In terms of NICs, a popular option here is to buy Mellanox Connectx-3 cards, I am not that into the specific models and all the details, so I can't recommend a specific part to get, but generally speaking I am sure you can find a decent deal on ebay, though you will probably want to search the forum first as these are frequently recommended to figure out which models etc.
 
  • Like
Reactions: mikexrv

Cixelyn

Researcher
Nov 7, 2018
50
30
18
San Francisco
Just as an FYI: ConnectX-3 cards only support HW acceleration of RoCEv1, while the ConnectX-3 Pro and later support RoCEv2.

This may be a consideration if you are looking to test various HPC networking setups; as RTM says -- pushing 40G is rather nontrivial.
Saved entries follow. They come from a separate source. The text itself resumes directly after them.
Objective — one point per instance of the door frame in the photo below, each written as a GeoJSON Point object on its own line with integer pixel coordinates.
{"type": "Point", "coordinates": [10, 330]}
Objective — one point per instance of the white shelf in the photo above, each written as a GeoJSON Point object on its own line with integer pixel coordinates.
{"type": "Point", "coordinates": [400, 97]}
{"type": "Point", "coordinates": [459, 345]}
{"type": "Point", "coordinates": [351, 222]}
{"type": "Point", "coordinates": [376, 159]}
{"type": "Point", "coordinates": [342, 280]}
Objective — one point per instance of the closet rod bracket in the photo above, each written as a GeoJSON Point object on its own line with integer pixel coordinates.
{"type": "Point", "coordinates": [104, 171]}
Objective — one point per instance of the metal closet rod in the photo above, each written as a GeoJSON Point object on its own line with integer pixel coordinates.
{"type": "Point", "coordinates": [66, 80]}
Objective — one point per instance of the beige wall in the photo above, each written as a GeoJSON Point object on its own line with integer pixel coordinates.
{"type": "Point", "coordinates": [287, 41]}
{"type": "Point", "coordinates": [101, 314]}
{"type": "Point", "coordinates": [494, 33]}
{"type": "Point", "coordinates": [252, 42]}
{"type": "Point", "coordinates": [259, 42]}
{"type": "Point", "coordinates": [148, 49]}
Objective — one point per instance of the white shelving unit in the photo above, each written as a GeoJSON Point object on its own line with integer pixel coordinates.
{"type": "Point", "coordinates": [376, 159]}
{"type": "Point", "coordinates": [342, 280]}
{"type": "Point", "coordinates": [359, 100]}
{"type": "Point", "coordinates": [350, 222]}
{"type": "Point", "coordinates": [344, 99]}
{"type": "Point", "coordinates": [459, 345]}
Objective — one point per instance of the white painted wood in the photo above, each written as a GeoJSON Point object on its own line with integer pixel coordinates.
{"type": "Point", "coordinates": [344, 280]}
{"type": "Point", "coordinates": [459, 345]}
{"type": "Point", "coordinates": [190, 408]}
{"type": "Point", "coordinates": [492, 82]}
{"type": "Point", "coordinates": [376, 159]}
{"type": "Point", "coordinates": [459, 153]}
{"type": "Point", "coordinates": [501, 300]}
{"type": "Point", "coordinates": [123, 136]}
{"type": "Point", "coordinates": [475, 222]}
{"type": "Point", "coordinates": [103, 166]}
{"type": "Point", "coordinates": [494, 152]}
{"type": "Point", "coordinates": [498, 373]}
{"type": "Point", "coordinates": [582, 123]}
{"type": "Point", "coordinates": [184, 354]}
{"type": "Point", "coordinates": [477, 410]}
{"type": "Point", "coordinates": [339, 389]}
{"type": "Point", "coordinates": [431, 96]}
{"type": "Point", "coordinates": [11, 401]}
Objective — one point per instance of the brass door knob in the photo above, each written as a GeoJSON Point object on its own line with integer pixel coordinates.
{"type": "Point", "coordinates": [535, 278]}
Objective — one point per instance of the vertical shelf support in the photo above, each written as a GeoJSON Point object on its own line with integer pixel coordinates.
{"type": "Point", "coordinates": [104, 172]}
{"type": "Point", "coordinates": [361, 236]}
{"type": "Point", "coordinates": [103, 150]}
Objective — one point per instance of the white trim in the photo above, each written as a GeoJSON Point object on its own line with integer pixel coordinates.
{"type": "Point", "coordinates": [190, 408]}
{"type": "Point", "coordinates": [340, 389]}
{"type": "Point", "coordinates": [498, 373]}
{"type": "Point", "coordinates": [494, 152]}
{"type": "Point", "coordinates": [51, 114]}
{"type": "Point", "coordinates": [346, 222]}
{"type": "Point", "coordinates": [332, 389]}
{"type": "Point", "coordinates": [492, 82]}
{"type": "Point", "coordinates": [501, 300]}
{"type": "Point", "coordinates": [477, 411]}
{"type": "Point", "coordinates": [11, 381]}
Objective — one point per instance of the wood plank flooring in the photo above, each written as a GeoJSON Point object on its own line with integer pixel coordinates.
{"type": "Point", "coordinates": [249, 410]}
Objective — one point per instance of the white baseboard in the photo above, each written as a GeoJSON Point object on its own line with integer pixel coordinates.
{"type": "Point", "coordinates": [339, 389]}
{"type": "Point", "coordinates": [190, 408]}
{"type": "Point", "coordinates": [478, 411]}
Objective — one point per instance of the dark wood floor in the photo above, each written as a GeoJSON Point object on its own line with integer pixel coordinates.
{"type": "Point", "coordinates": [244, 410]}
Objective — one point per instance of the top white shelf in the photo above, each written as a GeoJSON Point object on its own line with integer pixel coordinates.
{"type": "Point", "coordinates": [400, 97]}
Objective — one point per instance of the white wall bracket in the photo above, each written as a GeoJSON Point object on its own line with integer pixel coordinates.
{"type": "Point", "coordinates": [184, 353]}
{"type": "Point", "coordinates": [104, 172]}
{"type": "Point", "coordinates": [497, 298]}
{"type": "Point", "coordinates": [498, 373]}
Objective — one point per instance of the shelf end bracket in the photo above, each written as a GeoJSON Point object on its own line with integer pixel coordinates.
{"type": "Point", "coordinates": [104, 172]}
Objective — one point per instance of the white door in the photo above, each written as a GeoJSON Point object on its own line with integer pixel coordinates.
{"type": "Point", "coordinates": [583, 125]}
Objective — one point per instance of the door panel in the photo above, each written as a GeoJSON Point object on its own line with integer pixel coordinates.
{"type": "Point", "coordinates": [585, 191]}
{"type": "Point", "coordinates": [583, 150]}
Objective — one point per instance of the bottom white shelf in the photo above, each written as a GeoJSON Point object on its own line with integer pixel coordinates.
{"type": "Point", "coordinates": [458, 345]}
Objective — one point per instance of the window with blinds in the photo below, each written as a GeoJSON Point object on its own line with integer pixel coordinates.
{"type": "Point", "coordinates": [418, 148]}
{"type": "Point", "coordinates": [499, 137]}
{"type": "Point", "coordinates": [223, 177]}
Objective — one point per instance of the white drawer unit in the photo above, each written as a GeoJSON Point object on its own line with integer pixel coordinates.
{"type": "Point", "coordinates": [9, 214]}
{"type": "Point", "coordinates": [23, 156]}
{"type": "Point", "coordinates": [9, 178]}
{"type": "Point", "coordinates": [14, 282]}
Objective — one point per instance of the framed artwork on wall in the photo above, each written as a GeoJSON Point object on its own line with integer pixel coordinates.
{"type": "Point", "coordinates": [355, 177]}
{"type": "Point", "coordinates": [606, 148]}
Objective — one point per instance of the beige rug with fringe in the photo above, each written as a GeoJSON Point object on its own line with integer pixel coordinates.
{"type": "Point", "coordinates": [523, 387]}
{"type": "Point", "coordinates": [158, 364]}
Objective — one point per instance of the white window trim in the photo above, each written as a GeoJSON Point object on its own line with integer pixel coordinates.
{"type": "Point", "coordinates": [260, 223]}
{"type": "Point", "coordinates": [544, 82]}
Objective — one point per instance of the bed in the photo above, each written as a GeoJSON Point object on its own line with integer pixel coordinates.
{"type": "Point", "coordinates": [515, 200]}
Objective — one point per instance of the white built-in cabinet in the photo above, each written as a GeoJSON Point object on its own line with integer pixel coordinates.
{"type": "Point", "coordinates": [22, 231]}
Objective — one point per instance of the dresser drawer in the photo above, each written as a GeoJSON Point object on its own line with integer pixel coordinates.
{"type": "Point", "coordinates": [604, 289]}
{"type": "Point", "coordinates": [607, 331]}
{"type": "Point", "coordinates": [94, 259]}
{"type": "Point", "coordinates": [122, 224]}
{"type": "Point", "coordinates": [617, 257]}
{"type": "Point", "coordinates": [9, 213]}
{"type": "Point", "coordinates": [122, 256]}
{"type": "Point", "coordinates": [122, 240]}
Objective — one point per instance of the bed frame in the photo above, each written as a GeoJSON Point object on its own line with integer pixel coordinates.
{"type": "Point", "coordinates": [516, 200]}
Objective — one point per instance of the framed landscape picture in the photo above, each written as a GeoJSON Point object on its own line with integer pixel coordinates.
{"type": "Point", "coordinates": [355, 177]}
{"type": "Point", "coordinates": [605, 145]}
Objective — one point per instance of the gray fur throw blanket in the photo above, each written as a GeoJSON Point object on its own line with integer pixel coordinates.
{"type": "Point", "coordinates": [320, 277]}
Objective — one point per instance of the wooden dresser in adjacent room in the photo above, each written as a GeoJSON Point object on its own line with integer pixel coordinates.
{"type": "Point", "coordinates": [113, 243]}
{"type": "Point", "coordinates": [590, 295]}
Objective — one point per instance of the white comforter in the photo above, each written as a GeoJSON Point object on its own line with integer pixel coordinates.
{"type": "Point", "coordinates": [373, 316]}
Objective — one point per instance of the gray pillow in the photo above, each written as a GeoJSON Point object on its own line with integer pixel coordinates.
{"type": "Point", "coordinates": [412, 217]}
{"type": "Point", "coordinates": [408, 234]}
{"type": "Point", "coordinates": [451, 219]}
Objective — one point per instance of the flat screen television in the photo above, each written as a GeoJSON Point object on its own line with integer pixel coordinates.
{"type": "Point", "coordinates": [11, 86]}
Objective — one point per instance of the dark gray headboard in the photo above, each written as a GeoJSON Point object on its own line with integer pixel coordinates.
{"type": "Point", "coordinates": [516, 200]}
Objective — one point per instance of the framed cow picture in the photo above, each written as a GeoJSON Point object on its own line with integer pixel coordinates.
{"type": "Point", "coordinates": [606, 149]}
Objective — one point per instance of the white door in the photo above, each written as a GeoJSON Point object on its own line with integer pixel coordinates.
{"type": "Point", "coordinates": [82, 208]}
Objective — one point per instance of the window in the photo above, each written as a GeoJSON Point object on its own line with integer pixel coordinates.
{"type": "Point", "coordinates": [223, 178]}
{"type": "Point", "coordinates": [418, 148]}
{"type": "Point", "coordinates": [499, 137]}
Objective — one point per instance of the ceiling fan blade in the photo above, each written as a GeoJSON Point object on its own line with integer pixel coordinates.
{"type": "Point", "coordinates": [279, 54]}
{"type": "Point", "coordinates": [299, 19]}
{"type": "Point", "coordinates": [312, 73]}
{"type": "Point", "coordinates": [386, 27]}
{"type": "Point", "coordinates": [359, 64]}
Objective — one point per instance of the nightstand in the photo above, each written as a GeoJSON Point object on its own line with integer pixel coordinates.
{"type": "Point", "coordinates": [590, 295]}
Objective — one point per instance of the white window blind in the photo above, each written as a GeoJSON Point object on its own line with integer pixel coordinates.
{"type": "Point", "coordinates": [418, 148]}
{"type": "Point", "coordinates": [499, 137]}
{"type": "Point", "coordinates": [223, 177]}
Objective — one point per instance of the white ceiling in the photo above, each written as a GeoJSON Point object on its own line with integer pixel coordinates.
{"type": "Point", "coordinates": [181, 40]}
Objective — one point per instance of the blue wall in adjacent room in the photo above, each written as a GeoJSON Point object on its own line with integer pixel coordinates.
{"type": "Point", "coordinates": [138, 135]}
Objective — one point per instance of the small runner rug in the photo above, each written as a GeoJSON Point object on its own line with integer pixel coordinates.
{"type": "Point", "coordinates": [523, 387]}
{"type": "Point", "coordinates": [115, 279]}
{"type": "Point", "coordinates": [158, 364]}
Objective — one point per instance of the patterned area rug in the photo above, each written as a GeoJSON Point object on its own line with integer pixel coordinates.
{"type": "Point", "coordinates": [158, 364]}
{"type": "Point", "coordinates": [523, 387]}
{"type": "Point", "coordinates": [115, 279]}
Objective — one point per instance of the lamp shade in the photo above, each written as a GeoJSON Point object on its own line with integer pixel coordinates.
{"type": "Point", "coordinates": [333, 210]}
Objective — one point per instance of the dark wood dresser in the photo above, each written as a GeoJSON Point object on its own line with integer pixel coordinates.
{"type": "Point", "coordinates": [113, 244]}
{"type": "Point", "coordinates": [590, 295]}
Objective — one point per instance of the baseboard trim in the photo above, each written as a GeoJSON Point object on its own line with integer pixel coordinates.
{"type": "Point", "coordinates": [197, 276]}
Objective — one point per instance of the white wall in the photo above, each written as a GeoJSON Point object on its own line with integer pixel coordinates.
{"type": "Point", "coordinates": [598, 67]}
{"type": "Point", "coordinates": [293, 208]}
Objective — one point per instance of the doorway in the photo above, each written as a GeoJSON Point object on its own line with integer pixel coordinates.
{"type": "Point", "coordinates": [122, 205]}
It's also possible your clustered FEM/CFD software already supports RDMA-based communication; definitely worth looking into.
 

mikexrv

New Member
Feb 28, 2020
15
0
1
I don't know much about your application, but you should be aware that pushing 40G is not necessarily easy to do, if the software you use isn't tuned for it, you may be unable to get anywhere near that bandwidth.
the software support 40G, so I would test it :)

In terms of NICs, a popular option here is to buy Mellanox Connectx-3 cards, I am not that into the specific models and all the details, so I can't recommend a specific part to get, but generally speaking I am sure you can find a decent deal on ebay, though you will probably want to search the forum first as these are frequently recommended to figure out which models etc.
Propably I will buy Mellanox Connectx-3 but first I have to verify which motherboards support this connextions. I plan use AMD 3960X or 3950X with ASUS Pro WS X570-ACE.